3.262. Reflections on depression and anxiety

I am writing this blog –from bed–as a morning confessional of sorts. To begin it is nearly 9:30 and I am in bed. This is abnormal behavior for me, but I didn’t actually fall asleep until sometime after 3:30 AM. That suggests that, despite the late wake up, I still have not had a complete night’s sleep. This is troubling for a number of reasons. Primarily it appears to factor into what can only be described as my continuing battle with depression.

I’ve struggled with understanding depression as much as I have struggled with admitting it. I realize that there are several factors at play in that struggle and that all are specifically my doing. In this I have practiced several self-destructive behaviors including (but not limited to) poor eating habits, poor sleeping habits, outbursts, rampant laziness, occasional lapses in proper hygiene, and destructive relationship habits. At times it feels like I am punishing myself. At other times it feels like this level of ineptitude is the most I am capable of achieving. Presently, I feel like a failure every day. Even the thought of getting up and doing a single push up seems like too much. On the one hand the act seems frivolous and pointless. On the other hand it feels like I do not deserve to be physically fit because of all the pain I have caused others and because of the failures in my own life.
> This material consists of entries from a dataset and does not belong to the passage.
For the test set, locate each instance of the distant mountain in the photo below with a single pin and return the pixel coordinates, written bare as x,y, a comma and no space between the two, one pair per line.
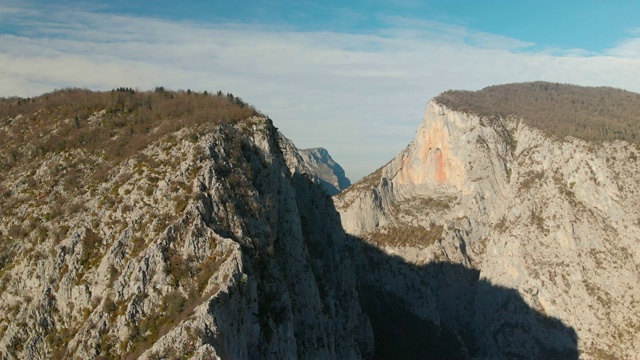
514,219
325,170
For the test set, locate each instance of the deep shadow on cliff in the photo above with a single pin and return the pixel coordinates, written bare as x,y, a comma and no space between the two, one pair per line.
463,316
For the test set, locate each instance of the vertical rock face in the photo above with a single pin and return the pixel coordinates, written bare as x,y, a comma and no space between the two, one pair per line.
515,243
204,245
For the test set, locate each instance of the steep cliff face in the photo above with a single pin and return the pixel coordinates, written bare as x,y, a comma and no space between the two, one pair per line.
204,243
480,203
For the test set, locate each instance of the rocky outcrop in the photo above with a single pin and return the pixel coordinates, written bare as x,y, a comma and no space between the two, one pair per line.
319,167
203,244
516,242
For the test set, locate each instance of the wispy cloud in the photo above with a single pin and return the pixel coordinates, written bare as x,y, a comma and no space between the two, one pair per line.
347,92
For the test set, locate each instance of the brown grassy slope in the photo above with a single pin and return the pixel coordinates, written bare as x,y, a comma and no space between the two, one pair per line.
589,113
65,120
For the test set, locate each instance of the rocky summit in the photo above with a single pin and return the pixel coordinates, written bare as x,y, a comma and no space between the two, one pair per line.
513,220
166,225
171,224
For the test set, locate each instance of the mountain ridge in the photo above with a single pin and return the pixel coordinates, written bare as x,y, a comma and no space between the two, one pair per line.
551,217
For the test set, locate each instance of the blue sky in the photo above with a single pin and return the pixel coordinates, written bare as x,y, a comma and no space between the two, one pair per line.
353,77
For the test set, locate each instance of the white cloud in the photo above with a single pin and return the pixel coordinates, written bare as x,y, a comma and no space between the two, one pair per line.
347,92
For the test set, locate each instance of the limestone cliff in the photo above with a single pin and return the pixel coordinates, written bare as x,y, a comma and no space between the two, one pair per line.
517,242
200,242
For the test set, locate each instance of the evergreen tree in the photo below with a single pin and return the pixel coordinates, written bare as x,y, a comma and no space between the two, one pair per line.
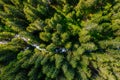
59,39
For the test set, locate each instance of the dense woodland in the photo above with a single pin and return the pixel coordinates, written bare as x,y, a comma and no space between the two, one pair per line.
76,40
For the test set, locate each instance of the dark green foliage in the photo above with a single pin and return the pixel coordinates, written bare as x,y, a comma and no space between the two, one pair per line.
59,39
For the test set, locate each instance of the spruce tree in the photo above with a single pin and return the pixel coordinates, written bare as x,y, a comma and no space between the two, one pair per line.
59,39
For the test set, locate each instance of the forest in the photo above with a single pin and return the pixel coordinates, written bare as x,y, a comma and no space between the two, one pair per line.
59,39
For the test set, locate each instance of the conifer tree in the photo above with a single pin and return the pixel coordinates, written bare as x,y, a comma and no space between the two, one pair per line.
59,39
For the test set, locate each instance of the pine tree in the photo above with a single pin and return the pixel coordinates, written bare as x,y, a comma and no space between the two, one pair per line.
59,39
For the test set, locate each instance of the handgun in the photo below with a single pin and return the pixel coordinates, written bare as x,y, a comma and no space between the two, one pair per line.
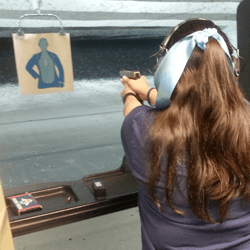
130,74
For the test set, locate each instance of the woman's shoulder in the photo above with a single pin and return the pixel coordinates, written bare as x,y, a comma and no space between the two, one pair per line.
141,112
139,119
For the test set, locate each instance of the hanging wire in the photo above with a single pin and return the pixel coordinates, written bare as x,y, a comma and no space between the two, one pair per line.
21,33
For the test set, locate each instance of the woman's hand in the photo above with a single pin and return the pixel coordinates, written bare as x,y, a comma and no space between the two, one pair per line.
139,86
126,90
131,101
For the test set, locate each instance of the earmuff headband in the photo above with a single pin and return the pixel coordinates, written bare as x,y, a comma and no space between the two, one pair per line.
172,65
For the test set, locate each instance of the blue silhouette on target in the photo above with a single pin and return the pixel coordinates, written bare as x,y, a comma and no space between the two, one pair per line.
46,63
I have always felt responsible for everything around me. When things go wrong I feel like it is me who dropped the ball. Often I am right (if only in my own mind but sometimes it is not in my mind. sometimes –most times–it really is me). I am aware that I’ve birthed an awful level of anxiety in my partner that doesn’t show any signs of slowing. Quite the opposite in fact. How could one not sense a growing anxiousness when associated with me in my present state?

The thing is this: I realize that all of this can be changed/fixed easily. I recognize that all it takes is me changing. All it takes is doing one small thing, then the next, then the next. However, that is the power of depression. I am dogged at each step by the utter weight of realizing how many steps there are to take and how enormous the failure will be at each step. It is for that reason that not one step is even taken. A body at rest tends to stay a mess. A body in motion seems a distant shore.